Office A firm of surveyors is facing up to a Euros 32 million compensation bill after over-valuing an office building during the pre-recession period when securitising commercial mortgages was all the rage and considered a sure-fire route to profits.

An investment bank had advanced a Euros 110 million loan in 2005 on the basis of the surveyors’ assessment that the building, which was to act as security, was worth Euros 135 million. The loan was one of several – with a total value just short of Euros 1 billion – which were packaged up and passed to a company which specialised in issuing mortgage-backed securities.

In upholding the company’s claim against the surveyors, the High Court noted that the market for such securities had dried up following the 2007/08 financial crisis. However, at the time, banks were making handsome profits from such deals and the surveyors had been under pressure to reach a valuation which matched their client’s expectations as closely as possible.
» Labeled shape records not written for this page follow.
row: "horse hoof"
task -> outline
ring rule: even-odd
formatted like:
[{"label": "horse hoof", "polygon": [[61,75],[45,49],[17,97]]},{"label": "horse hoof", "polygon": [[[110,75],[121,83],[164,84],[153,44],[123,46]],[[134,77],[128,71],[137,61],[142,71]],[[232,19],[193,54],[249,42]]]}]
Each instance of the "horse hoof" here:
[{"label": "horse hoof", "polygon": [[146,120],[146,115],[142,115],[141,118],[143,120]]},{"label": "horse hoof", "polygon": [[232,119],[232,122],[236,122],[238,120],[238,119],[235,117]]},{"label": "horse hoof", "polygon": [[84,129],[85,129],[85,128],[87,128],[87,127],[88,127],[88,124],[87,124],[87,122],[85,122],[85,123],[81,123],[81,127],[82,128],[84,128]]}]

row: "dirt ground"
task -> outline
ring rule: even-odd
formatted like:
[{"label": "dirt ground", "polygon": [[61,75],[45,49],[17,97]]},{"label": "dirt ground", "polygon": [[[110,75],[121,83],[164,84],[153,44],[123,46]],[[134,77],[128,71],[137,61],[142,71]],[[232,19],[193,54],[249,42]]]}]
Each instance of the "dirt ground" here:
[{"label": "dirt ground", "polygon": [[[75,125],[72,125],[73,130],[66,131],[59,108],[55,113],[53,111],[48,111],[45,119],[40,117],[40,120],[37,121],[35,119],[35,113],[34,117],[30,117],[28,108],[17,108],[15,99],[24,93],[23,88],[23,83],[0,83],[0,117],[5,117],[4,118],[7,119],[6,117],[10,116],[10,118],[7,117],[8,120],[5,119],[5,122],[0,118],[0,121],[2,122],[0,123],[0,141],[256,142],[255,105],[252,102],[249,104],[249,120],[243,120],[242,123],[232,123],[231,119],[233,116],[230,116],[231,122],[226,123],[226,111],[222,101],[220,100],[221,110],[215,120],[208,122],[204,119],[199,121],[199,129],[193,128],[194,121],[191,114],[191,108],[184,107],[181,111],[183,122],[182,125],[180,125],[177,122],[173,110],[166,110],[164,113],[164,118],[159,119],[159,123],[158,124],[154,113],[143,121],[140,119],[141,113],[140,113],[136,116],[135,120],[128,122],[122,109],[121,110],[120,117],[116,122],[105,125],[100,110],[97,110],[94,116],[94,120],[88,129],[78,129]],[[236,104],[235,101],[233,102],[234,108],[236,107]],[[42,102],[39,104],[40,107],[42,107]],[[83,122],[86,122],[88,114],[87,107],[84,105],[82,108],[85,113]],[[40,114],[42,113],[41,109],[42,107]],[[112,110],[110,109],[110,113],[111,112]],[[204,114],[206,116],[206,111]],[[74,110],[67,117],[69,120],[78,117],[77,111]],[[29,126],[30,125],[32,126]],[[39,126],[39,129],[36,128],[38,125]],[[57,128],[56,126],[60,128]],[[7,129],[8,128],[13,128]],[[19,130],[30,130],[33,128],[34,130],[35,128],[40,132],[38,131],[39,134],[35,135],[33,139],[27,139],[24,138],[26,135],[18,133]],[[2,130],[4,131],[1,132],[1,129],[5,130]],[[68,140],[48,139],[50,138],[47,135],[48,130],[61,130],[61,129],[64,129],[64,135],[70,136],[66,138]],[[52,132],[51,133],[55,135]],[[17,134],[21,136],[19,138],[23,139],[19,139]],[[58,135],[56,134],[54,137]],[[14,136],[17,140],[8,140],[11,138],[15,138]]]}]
Finding the valuation negligent, the Court noted that the building was very large, old and built to the specific requirements of its long-term tenant. There was a real risk that that tenant might leave and insufficient account had been taken of potential difficulties in re-letting the property and the costs of refurbishment. In the event, the building had fallen vacant in 2009 and was currently on the market with a price tag of only about Euros 22.5 million.

The Court found that the company had relied upon the negligent valuation and that the surveyors owed it a duty of care. Had it not been for the over-valuation, no loan would have been advanced on the property. The surveyors’ negligence had therefore been an effective cause of the company’s loss. The company was entitled to damages on the basis that the correct valuation of the property would have been Euros 103 million.